What's New
What's New in StyleOCR 0.1.0
Preview build focused on on-device OCR, VLM layout understanding, and local automation hooks.
Highlights
StyleOCR 0.1.0 is an early desktop preview of the OCR toolkit: batch images and PDFs into Word, Markdown, plain text, or Excel, with optional vision-language models for tables, mixed layouts, and richer extraction.
Recognition stack
- Fast / Pro / VLM modes — trade speed for accuracy or layout-aware understanding.
- Dual model tracks — classic OCR weights for plain text plus VLM bundles for structure-heavy pages (capabilities such as tables, formulas, seals, or handwriting depend on the installed pack).
- Style extraction, image retention, and PDF page-break options — tune exports per task.
Structured extraction & Agent
- Information extraction presets (for example invoices, passports, ID cards) and custom modes with user-defined fields.

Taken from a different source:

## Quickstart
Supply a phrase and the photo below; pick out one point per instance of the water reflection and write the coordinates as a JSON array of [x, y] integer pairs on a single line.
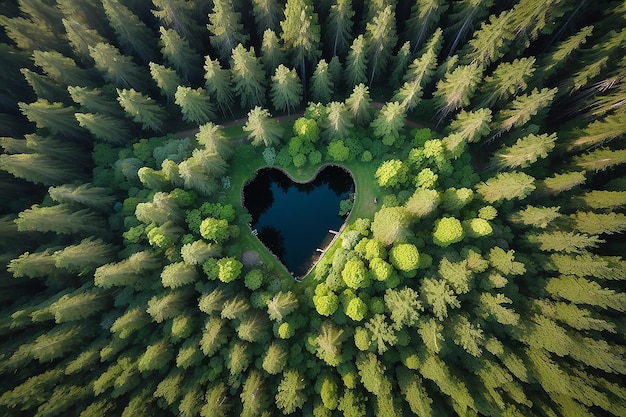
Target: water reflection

- Agent flows for recognize, translate, extract, and summarize with streaming output for review before export.
Automation & integrations
- MCP server — opt-in localhost endpoint for compatible AI assistants.
Productivity
- Task history with search, background runs, and stop/resume patterns for long batches (exact behavior per platform build).
- Notifications for task completion, updates, and MCP client connect events.
Coming next
Continued polish on layout fidelity, model packaging, and cross-platform parity. Watch this page and in-app release notes for the next drop.
StyleOCR keeps recognition on your device; remote calls are for models, updates, and storefront flows you explicitly trigger—not for uploading every page to a hosted OCR API.